I feel invisible as the crowd pushes and guides me to the staircase where my locker lays.
But this crowd is slow, and I can hear almost every laugh in harmony. Almost every conversation floats into my ears.
I try to smuggle my way through the large hallway that is decorated with hundreds of backpacks on the floor and flocks of teenagers blocking my way.
“Oh look at that fag,” I hear someone say. I can see them in my peripheral vision, a pack of boys, you could tell they were the popular ones; the loud, obnoxious kind. They seem to be pointing their finger at another kid. I could not tell if he was their friend and I did not want to know. I start to feel pukish.
“Fag,” another boy in the pack cries.
“Fag,” another one repeats.
The kid approaches the pack, slowly — dragging his feet each step of the way.

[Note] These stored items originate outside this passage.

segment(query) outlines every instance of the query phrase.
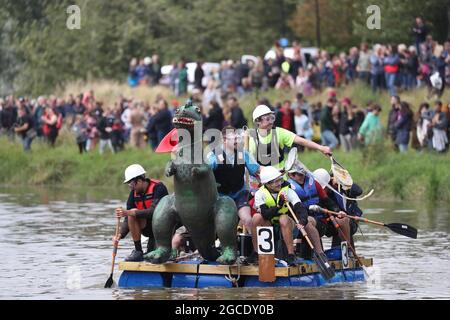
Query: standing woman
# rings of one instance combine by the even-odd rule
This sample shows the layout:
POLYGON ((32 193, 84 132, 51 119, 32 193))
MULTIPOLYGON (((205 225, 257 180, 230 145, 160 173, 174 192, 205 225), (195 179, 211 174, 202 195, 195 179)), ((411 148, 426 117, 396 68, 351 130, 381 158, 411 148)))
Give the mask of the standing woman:
POLYGON ((413 113, 409 104, 406 102, 401 103, 400 116, 395 122, 396 136, 395 144, 398 146, 400 152, 408 151, 409 144, 409 132, 412 128, 413 113))
POLYGON ((384 58, 384 72, 386 76, 386 86, 389 90, 389 95, 394 97, 397 95, 395 82, 400 67, 400 58, 397 54, 396 46, 389 46, 387 56, 384 58))
POLYGON ((437 152, 443 153, 448 147, 448 113, 443 112, 441 101, 437 101, 435 106, 435 113, 431 121, 431 127, 433 128, 433 148, 437 152))
POLYGON ((58 129, 56 128, 56 122, 58 122, 58 116, 55 111, 47 107, 45 108, 44 115, 42 116, 42 122, 44 124, 43 131, 47 137, 47 141, 50 146, 55 146, 56 137, 58 136, 58 129))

My heart begins to pound, I can feel the blood rush to my face. My hands are shaking and I cannot tell if it is due to anger or fear.

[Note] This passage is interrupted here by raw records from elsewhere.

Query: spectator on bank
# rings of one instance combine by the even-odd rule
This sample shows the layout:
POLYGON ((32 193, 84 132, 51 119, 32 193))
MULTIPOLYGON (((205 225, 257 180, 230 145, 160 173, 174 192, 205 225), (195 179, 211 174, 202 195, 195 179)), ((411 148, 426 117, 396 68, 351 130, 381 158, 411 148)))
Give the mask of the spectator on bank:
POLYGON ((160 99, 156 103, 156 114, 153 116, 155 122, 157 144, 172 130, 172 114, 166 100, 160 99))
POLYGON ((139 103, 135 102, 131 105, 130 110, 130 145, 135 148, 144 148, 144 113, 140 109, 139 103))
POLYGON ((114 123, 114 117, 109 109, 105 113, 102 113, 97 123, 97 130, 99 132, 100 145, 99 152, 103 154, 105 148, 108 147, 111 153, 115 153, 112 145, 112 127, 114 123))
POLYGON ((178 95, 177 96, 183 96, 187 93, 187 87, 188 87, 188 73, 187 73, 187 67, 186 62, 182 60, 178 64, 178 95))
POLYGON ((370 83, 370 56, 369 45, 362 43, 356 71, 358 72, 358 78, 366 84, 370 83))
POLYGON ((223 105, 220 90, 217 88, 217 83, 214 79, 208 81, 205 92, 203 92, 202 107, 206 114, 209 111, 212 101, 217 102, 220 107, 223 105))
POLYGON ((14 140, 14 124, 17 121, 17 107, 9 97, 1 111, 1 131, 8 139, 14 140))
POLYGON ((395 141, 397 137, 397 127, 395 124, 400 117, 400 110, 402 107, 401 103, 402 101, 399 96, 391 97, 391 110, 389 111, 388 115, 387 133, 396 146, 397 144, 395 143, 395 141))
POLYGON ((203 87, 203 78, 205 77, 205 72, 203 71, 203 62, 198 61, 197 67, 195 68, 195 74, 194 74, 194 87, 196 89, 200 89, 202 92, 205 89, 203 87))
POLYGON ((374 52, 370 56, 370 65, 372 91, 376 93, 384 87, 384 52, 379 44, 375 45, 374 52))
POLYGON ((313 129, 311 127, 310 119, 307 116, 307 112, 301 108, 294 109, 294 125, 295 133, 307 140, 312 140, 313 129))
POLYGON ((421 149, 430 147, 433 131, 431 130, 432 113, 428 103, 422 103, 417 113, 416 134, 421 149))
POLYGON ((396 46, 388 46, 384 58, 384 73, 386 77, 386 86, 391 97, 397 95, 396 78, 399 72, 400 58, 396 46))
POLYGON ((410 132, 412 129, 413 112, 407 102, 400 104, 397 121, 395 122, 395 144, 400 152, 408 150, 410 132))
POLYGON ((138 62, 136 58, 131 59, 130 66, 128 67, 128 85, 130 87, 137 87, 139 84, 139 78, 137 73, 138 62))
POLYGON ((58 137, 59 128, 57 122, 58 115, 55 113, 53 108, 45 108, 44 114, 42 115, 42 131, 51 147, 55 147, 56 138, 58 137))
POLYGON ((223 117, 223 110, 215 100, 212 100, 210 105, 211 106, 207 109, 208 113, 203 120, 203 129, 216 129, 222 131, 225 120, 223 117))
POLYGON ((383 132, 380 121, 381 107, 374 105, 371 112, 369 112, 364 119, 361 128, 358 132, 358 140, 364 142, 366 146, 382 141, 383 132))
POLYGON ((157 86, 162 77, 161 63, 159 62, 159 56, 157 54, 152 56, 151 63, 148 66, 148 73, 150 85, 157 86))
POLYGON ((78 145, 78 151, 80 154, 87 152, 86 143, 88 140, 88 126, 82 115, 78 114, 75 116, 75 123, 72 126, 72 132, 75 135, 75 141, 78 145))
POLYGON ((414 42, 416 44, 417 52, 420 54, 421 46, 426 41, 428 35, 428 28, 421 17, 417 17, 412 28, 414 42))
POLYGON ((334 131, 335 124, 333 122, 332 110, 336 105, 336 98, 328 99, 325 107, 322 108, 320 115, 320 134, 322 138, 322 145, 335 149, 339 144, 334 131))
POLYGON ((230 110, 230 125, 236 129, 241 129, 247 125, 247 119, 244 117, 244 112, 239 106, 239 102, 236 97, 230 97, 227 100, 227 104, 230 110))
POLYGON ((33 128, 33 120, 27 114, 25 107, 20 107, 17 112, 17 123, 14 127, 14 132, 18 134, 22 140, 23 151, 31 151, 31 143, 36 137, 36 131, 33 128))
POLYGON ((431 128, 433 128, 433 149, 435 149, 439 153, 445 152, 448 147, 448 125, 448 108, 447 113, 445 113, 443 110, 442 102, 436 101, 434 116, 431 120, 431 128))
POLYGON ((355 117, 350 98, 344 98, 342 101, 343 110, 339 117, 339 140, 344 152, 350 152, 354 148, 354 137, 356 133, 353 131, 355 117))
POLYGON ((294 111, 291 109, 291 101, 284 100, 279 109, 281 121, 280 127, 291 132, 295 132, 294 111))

A part of me wants to turn around and scream at the boys; the other part just tells me to keep quiet, to mind my own business.
The bell rings and there are five minutes left to class. I run past the filthy pack, I don’t want to hear more pejorative jokes. But deep down inside, I know I am just using the class as an excuse to escape from this reality. The reality of a cruel and imprudent world, where people do not care for others’ feelings.

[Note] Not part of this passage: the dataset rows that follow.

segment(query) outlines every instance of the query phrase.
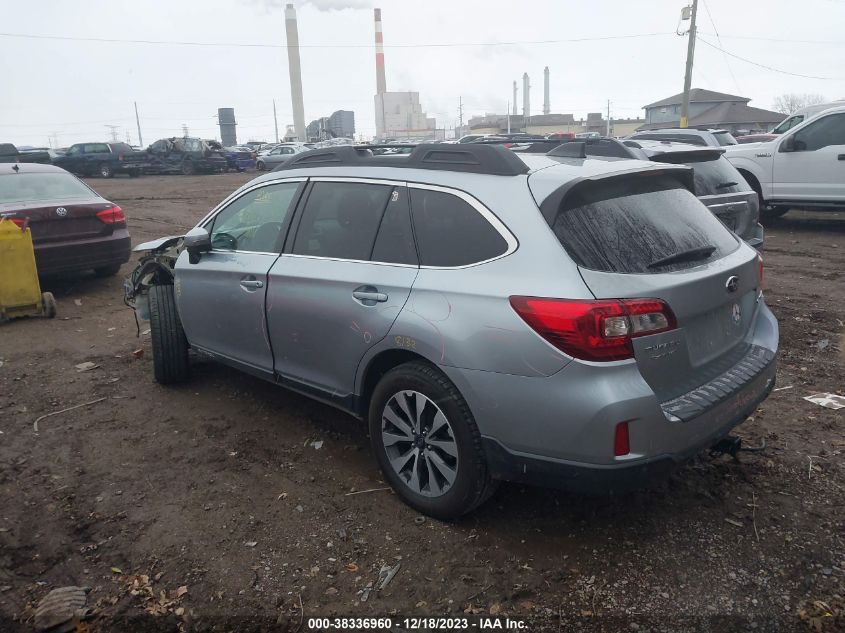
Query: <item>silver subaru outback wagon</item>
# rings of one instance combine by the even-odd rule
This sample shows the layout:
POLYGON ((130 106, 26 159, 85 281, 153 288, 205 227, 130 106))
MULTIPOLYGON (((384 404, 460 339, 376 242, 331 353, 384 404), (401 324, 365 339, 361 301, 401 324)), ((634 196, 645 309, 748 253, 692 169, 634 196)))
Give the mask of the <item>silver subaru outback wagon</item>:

More people seem to have assembled now, pushing and pulling each other. I penetrate my way up the stairs to my locker. Hurried, I open it, looking for my notebooks; I must have slowed down enough that another conversation flew into my ear.
This time a group of girls, huddled around, some resting their shoulders on the sides of the blue-painted metal lockers.
“Hey, you look damn sexy today,” a girl praises another. “No homo though,” she continues in a rushed manner.
I roll my eyes away from them. My hands clench into a fist inside my locker. I grab my notebook and slam the metal door in hopes that they recognize my irritation.
I do not understand why she had to say the second part And besides, what’s the problem with being attracted to someone of the same gender anyway? I try to search through my brain to find an answer, but no logical reasons come to my mind.
A cloud of thoughts blurs my vision and I stumble down the stairs into the English classroom. A cacophony of opinions rushes at me as I enter the room — opinions about the cancellation of a film screening about gay teen romance.
A recent incident that left many disturbed, students and staff alike. We didn’t know why it was happening. We didn’t know what the school stood for anymore. We weren’t sure if we truly were a diverse school, where everyone was supposed to feel respected.
“I am afraid, I don’t know anymore, I don’t know if this is the place I want to be, ” a queer friend says.
My heart sinks, my body begins to crumble. Guilt consumes my insides, leaving me feeling hollow. I know that it isn’t just the cancellation of a film screening or just the jokes, it is the harshness of facing an unaccepting community. A part of me feels blameworthy for this, for letting society make my friend feel this way.
I should have told the boys in the hallways to never say “fag” again. I should have told the girls that it was okay to compliment someone without putting someone else down, without making a derogatory comment. I should have stood up against these kids who thought it was okay to make homophobic jokes because it is not okay. It’s not okay to make these jokes and it’s not okay to be unresisting to such offences either. I shouldn’t have minded my own “business” because, as a community, we have decided that we will “maintain a sense of personal responsibility for our neighbors’ welfare.”
And if my friend isn’t feeling safe in this community, I’m not doing my job right. We are not going our jobs right.
Author’s note: This piece is fictional; however, it has been brought together through the recollection of student experiences.